Opinion
February 10, 1976. Certiorari Denied by Supreme Court March 22, 1976.
Appeal from the Circuit Court for Madison County, Andrew T. Taylor, J.
Hughie Ragan, Jackson, for appellant.
R.A. Ashley, Jr., Atty. Gen., William J. Haynes, Jr., Asst. Atty. Gen., Nashville, George W. Hymers, Jr., Dist. Atty. Gen., James G. Woodall, Asst. Dist. Atty. Gen., Jackson, for appellee.
OPINION
This is an appeal by Alexander Forrest from the dismissal without an evidentiary hearing of his petition for post-conviction relief from an armed robbery conviction and ninety-nine year penitentiary sentence.
Forrest alleged (1) that evidence obtained in an illegal search and seizure was introduced against him, (2) that he was illegally arrested, (3) that he was subjected to an illegal identification procedure by use of a single photograph, and (4) that proof of unrelated crimes was introduced against him over objection.
It is sufficient answer to these allegations to say that the latter two were explicitly dealt with upon the direct appeal to this court; and the first two were proper subjects for direct appeal.
A matter previously determined is not a proper subject for post-conviction relief.

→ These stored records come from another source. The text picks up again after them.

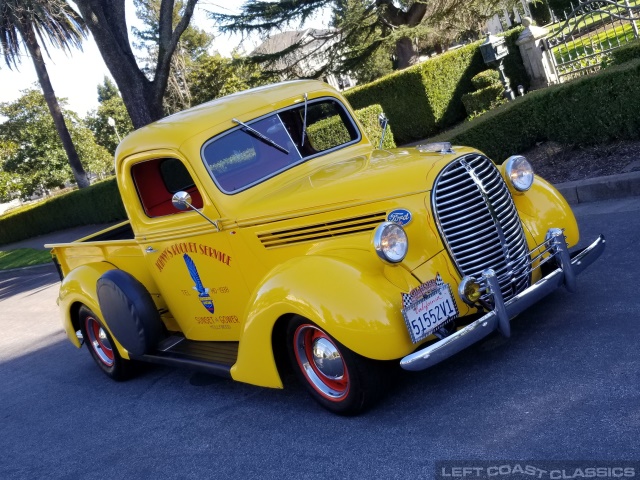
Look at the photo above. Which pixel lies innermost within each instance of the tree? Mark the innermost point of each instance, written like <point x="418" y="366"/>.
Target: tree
<point x="32" y="152"/>
<point x="193" y="44"/>
<point x="142" y="96"/>
<point x="214" y="76"/>
<point x="363" y="25"/>
<point x="107" y="90"/>
<point x="111" y="106"/>
<point x="57" y="23"/>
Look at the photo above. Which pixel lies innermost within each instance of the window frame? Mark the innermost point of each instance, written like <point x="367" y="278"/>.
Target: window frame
<point x="339" y="104"/>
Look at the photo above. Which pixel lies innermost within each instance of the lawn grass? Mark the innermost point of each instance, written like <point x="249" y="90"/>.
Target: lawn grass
<point x="591" y="45"/>
<point x="23" y="257"/>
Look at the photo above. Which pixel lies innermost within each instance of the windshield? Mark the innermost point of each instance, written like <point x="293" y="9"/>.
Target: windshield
<point x="260" y="149"/>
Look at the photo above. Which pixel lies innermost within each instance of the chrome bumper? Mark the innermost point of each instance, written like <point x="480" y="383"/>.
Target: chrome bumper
<point x="503" y="312"/>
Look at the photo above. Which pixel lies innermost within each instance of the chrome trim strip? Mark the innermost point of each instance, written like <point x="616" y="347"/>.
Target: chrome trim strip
<point x="499" y="318"/>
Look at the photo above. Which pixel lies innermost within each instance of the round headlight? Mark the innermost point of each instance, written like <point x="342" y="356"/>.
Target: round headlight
<point x="519" y="172"/>
<point x="391" y="242"/>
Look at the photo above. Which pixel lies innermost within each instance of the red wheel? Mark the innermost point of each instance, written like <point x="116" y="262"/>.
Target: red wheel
<point x="321" y="362"/>
<point x="337" y="378"/>
<point x="102" y="347"/>
<point x="98" y="341"/>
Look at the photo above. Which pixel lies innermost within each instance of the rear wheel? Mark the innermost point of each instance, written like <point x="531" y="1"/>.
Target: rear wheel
<point x="102" y="347"/>
<point x="337" y="378"/>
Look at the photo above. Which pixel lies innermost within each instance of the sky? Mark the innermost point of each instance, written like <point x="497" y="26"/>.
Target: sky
<point x="76" y="76"/>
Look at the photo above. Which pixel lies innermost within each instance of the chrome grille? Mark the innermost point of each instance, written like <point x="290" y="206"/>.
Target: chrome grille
<point x="479" y="223"/>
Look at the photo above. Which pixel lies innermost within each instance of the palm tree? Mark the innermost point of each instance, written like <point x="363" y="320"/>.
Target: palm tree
<point x="43" y="20"/>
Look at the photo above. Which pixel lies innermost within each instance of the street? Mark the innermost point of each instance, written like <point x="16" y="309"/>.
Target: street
<point x="565" y="386"/>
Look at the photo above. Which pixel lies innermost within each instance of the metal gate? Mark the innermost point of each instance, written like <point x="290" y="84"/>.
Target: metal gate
<point x="594" y="28"/>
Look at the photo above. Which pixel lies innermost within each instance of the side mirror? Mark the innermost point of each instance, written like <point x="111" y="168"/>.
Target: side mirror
<point x="181" y="200"/>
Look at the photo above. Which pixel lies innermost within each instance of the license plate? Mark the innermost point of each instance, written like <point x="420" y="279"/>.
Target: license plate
<point x="429" y="313"/>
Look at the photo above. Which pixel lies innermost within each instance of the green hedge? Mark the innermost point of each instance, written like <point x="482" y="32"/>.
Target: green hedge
<point x="427" y="98"/>
<point x="482" y="100"/>
<point x="486" y="78"/>
<point x="590" y="110"/>
<point x="99" y="203"/>
<point x="368" y="117"/>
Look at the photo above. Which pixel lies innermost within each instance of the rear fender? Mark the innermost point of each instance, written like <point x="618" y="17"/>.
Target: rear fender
<point x="79" y="287"/>
<point x="350" y="298"/>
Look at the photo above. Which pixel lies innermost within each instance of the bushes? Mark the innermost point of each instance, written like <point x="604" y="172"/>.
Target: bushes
<point x="99" y="203"/>
<point x="427" y="98"/>
<point x="589" y="110"/>
<point x="488" y="93"/>
<point x="368" y="117"/>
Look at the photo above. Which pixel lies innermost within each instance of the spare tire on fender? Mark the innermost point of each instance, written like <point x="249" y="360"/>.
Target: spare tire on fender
<point x="129" y="312"/>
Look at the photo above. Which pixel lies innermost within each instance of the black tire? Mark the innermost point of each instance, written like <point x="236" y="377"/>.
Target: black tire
<point x="102" y="347"/>
<point x="342" y="381"/>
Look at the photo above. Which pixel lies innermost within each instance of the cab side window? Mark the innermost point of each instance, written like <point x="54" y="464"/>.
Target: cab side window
<point x="157" y="180"/>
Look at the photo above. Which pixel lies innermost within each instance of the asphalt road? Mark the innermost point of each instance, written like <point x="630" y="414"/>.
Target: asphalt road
<point x="565" y="386"/>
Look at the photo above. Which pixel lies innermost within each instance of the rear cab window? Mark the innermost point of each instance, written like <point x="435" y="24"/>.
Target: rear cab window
<point x="264" y="147"/>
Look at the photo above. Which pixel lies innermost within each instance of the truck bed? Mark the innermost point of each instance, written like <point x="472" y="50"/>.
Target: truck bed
<point x="115" y="245"/>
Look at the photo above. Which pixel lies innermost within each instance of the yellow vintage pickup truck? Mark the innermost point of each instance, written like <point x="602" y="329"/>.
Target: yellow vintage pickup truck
<point x="266" y="230"/>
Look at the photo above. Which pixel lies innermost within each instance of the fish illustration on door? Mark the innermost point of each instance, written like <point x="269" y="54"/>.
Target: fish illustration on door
<point x="203" y="292"/>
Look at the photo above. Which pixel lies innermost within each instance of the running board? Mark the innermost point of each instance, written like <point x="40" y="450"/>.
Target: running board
<point x="215" y="358"/>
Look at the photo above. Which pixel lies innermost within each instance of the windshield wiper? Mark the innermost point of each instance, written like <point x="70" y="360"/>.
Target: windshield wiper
<point x="256" y="134"/>
<point x="304" y="121"/>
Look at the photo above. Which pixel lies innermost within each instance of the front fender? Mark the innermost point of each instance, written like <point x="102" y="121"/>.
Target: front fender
<point x="351" y="298"/>
<point x="542" y="207"/>
<point x="79" y="287"/>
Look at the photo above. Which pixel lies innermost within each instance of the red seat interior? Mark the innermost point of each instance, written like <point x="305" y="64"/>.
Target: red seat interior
<point x="153" y="193"/>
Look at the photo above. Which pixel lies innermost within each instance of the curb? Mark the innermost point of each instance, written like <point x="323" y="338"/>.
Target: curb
<point x="601" y="188"/>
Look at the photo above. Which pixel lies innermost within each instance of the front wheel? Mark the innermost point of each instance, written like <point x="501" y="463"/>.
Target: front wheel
<point x="102" y="347"/>
<point x="340" y="380"/>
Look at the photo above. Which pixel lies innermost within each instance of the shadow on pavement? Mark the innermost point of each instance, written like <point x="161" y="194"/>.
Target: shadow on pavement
<point x="18" y="281"/>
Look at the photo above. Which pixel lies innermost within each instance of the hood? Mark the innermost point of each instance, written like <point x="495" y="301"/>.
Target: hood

Pruett v. State, Tenn., 501 S.W.2d 807 (1973). A rebuttable presumption that a ground for post-conviction relief not raised in prior proceedings wherein it could have been raised is waived is grounded upon both statute and case law. T.C.A. § 40-3812; Arthur v. State, Tenn., 483 S.W.2d 95 (1972). T.C.A. § 40-3804(10) explicitly requires a petition for post-conviction relief to explain why a ground asserted therein has not been previously presented, where procedurally it obviously could have been.
The final ground for relief asserted by Forrest is that his appointed counsel was incompetent because they failed and refused to object to "the legality of the arrest warrant". By way of pro se argument Forrest also claims that his attorneys refused to object to an illegal search and seizure, apparently in connection with the arrest. He also claims that they would not object to the evidence of unrelated facts, a contention rebutted by the record on direct appeal. The learned trial judge who summarily dismissed this petition presided over the trial and explicitly reports in a memorandum of record that defense counsel did in fact make the objections that they are accused of not making. In that context, it was unnecessary to hold an evidentiary hearing.
The dismissal of this petition for post-conviction relief is affirmed.
WALKER, P.J., and DUNCAN, J., concur.